Esa chica tiene una personalidad tan dicharachera como la de Jamie. Además, estoy de bastante buen humor.
Dado que tengo que llevarme el ramo de flores, decido pasar del segundo café. Estoy casi en la puerta cuando oigo a Monica gritar:
—Jamie Archer.
Me giro.
—¿Conoces a Jamie?
—¿No estabas con ella en el Rooftop hace un mes? ¿En una de las fiestas de Garreth Todd?
—Sí —digo.
—Bien, ¡pues yo también estaba! —dice con un tono entusiasta que sería de esperar si perteneciéramos a la misma hermandad de estudiantes.
—¿Así que eres amiga de Jamie? —pregunto.
Niega con la mano.
—A duras penas la conozco, pero una vez coincidí con ella en una audición y la recuerdo. Y a ti también. Pero creo que sobre todo te recuerdo de los periódicos.
—Genial —digo con frialdad.
—Todo lo que han dicho de ti es basura —dice muy seria—. Excepto eso del reality show. Si eso es cierto, creo que deberías aceptar, ganar todo el dinero que puedas y mandarlos a todos a la mierda.
Me echo a reír porque, aunque no me interesa lo del reality show, no estaría mal mandarlos a todos a la mierda.
Me suena el teléfono y dejo las flores en una de las mesas para poder sacarlo del bolso.
Monica señala con un dedo su guión.
—Será mejor que vuelva a mi mesa. Pero estoy muy contenta de haber resuelto mi duda. Quizá nos volvamos a ver. Vengo aquí con frecuencia.
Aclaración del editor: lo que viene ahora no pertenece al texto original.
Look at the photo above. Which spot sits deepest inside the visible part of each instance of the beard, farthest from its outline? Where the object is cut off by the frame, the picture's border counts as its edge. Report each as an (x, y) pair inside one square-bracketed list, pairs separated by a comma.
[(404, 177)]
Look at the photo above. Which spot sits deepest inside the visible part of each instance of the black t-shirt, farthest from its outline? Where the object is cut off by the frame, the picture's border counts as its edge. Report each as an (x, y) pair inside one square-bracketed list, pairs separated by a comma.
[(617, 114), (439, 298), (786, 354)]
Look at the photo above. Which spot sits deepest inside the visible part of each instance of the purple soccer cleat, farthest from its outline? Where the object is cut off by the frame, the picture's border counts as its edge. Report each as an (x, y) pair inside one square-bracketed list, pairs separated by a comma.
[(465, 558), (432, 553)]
—Seguro —digo, mientras respondo a la llamada.
—Bien, ¿Texas? ¿Eres ya la orgullosa propietaria de un negocio?
—¡Evelyn! Espera un segundo.
Me despido de Monica con la mano, me pongo el teléfono bajo el mentón y vuelvo a coger las flores. Utilizo la cadera para abrir la puerta y camino por la amplia acera en dirección a mi oficina.
—¿Puedes creerlo? —pregunto—. Me siento muy mayor.
—Estoy orgullosa de ti —dice—. Y lo digo sin la menor condescendencia.
—En ese caso, gracias.
En realidad, sus palabras me hacen sentir orgullosa. Me enamoré de Evelyn Dodge en el momento en que la conocí. Es dura y sensata, y dice lo que piensa. Cuando me haga mayor quiero ser como ella.
—Bueno, pues cuéntame cómo es tu nueva oficina.
Se la describo con todo lujo de detalles y luego le cuento que Giselle vendrá después para aconsejarme con la decoración.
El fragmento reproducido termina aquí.